5 Replies Latest reply: Jan 13, 2017 8:09 AM by Sunny Talwar RSS

    Summing variable on 2 fields

    Zayd Derweesh

      Hello,

       

      I am trying to sum a variable on 2 fields. It seems to work for one, but for two it does not execute correctly. This works:

       

      Sum:

      LOAD ch_id Sum(trans_amt) as tr_sum Resident flag_13_table Group By ch_id  Order By ch_id;

       

      This also works:

       

      Sum:

      LOAD temp_trans_date Sum(trans_amt) as tr_sum Resident flag_13_table Group By temp_trans_date Order By temp_trans_date ;

       

       

      This does  not:

       

      Sum:

      LOAD temp_trans_date,ch_id, Sum(trans_amt) as tr_sum Resident flag_13_table Group By temp_trans_date,ch_id  Order By temp_trans_date,ch_id;

       

      I get a column of ch_id values and temp_trans_date values, but no sum of trans_amt. How can I fix this?

       

       

      I also want to left join it to my original table on both ch_id and temp_trans_date. What would the code be for this? I've not done it on multiple fields.

       

       

      Thanks!

        • Re: Summing variable on 2 fields
          Sunny Talwar

          That us strange that it doesn't give you a sum, but for left join, you can do this:

           

          Left Join (flag_13_table)

          LOAD temp_trans_date,

               ch_id,

               Sum(trans_amt) as tr_sum

          Resident flag_13_table

          Group By temp_trans_date,ch_id

          Order By temp_trans_date,ch_id;

           

          I think you probably don't need Order By here...

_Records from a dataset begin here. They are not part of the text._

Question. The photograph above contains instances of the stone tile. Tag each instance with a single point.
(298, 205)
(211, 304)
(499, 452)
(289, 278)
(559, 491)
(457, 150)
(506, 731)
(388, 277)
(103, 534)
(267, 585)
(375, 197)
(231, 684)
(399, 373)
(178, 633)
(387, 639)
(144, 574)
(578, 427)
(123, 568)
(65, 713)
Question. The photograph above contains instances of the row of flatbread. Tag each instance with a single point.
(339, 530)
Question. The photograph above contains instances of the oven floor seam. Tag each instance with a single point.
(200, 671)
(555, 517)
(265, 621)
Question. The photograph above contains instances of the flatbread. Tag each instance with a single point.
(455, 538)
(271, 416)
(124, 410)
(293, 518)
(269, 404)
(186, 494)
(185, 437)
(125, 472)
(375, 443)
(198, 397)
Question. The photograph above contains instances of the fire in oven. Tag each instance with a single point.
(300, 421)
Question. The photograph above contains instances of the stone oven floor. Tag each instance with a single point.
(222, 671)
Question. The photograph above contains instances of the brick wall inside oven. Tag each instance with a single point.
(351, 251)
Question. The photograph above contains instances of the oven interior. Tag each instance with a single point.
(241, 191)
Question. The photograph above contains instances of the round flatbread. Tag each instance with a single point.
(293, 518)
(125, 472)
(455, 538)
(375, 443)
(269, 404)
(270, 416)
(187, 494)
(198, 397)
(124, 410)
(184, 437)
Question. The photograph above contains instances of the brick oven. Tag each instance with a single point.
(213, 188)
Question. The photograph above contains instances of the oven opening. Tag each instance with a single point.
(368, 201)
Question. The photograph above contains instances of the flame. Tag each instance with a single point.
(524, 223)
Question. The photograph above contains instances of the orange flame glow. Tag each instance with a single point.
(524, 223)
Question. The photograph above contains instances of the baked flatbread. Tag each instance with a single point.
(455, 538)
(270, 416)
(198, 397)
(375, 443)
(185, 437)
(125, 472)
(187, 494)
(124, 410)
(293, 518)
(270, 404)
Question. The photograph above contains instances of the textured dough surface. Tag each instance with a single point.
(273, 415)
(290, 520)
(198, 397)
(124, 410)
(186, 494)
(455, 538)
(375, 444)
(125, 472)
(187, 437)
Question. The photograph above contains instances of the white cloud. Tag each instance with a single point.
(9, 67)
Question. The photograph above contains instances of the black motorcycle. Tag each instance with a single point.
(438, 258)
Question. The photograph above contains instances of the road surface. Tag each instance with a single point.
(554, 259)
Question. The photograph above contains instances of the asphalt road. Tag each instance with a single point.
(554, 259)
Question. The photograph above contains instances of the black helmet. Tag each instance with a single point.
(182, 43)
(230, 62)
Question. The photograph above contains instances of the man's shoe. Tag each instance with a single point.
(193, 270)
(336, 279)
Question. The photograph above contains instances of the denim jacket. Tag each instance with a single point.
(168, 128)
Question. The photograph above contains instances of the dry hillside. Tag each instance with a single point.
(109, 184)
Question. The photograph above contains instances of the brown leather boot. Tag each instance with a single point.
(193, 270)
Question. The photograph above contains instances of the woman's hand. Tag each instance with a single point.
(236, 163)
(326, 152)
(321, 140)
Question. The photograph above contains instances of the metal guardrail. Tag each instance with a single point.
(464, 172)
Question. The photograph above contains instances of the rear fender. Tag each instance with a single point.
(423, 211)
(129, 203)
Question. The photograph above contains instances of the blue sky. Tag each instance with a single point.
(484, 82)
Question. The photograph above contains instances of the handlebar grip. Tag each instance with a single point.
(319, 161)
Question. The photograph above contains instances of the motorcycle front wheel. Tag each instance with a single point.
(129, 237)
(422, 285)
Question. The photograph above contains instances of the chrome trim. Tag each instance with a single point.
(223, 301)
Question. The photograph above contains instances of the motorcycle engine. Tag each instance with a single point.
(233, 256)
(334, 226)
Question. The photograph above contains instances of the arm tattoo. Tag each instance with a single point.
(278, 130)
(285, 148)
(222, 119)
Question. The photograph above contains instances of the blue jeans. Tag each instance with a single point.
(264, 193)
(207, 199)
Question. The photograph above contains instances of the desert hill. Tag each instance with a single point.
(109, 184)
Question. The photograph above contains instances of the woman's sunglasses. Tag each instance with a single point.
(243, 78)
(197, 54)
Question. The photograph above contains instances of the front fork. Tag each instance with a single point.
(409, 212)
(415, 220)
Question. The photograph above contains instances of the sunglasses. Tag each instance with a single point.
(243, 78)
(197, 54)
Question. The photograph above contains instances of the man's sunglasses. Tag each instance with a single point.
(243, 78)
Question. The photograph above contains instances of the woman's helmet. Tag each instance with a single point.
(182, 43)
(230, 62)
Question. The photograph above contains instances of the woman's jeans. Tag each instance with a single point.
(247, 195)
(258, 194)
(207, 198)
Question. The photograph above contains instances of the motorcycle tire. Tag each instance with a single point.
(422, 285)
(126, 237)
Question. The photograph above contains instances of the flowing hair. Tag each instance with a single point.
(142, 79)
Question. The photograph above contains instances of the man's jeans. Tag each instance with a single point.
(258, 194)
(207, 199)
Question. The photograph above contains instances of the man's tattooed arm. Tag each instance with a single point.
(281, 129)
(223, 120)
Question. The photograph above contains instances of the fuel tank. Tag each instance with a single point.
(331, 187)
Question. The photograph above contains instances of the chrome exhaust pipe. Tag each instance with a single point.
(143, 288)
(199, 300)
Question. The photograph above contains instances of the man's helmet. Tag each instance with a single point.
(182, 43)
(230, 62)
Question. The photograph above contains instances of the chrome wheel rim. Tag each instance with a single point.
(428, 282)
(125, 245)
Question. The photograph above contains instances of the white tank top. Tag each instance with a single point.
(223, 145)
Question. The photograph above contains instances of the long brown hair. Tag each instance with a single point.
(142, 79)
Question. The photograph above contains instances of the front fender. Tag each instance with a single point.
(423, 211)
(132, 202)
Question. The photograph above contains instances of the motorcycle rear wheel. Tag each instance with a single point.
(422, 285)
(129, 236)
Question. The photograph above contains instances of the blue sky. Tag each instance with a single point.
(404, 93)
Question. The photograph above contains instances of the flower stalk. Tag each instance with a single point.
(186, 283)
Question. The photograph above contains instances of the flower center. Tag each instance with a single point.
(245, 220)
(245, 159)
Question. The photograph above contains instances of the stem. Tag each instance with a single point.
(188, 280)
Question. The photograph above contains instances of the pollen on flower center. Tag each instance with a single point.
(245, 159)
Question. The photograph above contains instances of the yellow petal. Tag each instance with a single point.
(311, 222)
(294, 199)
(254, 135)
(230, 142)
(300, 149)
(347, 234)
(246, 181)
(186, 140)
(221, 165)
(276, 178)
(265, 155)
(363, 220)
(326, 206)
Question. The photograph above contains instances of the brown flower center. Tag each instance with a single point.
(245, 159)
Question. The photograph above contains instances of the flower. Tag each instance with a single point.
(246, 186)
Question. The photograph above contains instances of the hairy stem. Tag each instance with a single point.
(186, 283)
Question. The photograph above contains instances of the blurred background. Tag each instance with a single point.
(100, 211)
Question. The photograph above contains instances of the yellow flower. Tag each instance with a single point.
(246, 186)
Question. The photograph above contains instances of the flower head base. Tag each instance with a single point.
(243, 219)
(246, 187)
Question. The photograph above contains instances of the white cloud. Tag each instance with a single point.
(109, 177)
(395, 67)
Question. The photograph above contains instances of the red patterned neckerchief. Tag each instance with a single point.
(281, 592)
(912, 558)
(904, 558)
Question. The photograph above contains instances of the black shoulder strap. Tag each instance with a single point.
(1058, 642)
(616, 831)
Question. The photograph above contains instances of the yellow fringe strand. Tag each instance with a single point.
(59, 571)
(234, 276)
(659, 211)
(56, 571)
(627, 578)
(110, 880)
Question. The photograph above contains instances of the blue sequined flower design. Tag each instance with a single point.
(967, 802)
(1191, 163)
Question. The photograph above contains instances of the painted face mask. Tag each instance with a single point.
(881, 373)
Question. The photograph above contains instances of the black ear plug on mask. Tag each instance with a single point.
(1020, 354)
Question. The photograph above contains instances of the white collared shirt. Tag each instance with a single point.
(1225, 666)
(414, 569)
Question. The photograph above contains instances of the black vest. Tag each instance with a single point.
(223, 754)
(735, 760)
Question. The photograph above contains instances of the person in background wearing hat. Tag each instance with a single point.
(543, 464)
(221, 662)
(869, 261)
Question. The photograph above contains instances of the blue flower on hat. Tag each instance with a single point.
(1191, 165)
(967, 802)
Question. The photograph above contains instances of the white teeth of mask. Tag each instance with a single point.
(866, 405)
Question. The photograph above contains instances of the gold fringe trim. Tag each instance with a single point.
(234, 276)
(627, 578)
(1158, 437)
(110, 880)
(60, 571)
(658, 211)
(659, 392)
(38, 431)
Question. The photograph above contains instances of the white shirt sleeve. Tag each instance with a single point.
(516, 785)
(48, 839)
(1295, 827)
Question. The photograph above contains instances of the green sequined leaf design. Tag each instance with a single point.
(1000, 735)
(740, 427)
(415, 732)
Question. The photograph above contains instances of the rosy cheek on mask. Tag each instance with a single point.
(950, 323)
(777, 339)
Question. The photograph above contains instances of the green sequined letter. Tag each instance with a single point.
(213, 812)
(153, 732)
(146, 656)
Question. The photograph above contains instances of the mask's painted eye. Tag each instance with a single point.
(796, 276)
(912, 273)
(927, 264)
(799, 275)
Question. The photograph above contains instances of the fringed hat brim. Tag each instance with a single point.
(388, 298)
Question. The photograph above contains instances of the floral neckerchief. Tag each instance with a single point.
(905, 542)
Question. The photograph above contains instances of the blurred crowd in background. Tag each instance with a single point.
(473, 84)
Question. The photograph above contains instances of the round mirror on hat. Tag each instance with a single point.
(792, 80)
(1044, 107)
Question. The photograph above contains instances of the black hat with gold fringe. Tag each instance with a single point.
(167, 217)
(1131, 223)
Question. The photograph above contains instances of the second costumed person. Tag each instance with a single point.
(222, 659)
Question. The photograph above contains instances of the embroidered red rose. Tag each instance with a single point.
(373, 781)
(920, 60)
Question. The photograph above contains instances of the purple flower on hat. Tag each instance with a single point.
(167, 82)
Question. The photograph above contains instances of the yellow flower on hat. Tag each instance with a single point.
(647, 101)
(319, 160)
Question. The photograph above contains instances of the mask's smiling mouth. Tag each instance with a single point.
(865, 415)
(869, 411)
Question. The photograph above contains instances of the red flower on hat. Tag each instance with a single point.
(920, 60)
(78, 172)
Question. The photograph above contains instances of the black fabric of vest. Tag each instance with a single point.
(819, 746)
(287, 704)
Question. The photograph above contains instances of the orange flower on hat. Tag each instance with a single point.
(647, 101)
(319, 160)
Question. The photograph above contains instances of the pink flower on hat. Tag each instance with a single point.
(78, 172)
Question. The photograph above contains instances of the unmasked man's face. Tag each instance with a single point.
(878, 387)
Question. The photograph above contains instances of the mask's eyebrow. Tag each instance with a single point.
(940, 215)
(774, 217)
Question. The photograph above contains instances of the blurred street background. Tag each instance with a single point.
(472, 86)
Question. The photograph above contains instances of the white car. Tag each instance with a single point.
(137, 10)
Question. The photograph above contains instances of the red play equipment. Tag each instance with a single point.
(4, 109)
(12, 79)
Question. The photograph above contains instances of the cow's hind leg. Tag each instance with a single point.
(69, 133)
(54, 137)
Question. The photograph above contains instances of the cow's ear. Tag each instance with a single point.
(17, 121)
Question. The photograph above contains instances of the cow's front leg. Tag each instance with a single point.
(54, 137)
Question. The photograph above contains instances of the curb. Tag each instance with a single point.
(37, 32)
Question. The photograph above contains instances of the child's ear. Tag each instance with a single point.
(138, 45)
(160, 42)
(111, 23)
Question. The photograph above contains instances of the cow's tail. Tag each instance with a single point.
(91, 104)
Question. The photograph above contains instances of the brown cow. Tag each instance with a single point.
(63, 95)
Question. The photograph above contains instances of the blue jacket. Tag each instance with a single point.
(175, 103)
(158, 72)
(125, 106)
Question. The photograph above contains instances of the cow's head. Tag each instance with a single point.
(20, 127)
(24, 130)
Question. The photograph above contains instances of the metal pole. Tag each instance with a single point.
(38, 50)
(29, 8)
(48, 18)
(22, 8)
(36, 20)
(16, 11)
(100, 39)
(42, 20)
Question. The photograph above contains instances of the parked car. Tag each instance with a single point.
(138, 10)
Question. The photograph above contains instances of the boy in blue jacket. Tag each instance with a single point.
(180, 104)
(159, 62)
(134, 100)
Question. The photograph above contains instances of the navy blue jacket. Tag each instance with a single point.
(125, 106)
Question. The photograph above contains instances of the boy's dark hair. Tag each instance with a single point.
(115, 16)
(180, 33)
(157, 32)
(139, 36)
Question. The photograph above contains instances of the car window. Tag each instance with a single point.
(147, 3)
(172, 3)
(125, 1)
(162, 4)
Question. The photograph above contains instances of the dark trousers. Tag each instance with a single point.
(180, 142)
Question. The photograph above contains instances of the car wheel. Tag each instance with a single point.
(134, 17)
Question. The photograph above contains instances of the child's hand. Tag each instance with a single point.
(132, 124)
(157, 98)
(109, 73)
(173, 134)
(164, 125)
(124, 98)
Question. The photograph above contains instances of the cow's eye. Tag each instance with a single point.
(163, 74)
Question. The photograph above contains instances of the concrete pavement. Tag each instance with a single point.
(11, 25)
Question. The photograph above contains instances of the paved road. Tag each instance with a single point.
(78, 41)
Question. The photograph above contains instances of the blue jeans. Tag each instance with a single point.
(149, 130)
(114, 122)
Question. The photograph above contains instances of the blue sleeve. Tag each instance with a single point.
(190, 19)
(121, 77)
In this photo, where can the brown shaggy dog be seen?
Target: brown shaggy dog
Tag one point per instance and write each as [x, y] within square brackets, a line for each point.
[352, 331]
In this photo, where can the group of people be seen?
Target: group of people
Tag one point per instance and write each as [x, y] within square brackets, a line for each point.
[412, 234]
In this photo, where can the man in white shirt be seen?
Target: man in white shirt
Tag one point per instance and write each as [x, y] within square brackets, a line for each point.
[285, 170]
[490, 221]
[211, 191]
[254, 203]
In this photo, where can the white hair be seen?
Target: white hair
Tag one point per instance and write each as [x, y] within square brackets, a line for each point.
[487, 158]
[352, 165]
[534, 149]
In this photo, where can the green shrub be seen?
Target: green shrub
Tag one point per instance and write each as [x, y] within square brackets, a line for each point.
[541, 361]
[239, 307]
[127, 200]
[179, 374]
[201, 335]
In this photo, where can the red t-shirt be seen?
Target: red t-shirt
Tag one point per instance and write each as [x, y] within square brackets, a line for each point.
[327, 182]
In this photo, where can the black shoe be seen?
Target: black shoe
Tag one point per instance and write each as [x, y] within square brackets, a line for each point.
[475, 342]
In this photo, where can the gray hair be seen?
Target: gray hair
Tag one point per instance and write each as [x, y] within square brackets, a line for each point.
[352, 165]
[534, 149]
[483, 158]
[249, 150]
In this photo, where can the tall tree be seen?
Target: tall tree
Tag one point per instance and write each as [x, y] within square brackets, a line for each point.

            • Re: Summing variable on 2 fields
              Zayd Derweesh

              Hello,

               

              The reason I need an Order By is because I want it to be ordered first by CH_ID, then by date. It will look like this:

               

              CH_ID      TEMP_TRANS_DATE

              3443           Nov-16

              3443           Dec-16

              3443           Jan-17

              4553           Nov-16

              ....etc.

               

              The reason is that the next step for me is to compare the value of trans_amt for ch_id 3443 in Dec-16 against the value of trans_amt for ch_id 3443 in Nov-16. If it is increased by 25% of more, I need to create a new field that has a '1'. If it is not increased, the new field will have a value of '0'. That is my end goal with this exercise.

               

              Currently when I do the code as it is, it orders by CH_ID correctly, but the temp_trans_date is not ordering correctly - it gives me March, then May, then jumps back and forth in no real order.

               

              Temp_trans_date is a created variable with this code:

               

              (Date(monthstart(trans_date), 'MMM-YY')) as temp_trans_date, /*gives date in MMM-YY format */

               

              The variable trans_date is the original date variable, but it is in the format 12/31/2016 - I need the date to be monthly.

               

               

               

              Do you have any suggestions on how to code this full process? To recap, steps required:

              - Sort data by CH_ID, then date (which is month-year) - with the oldest date at the top

              - Create a field which has a value of 1 if trans_amt for a particular CH_ID on a particular date is 25% greater than the trans_amt for a particular CH_ID the month before it, and '0' if not.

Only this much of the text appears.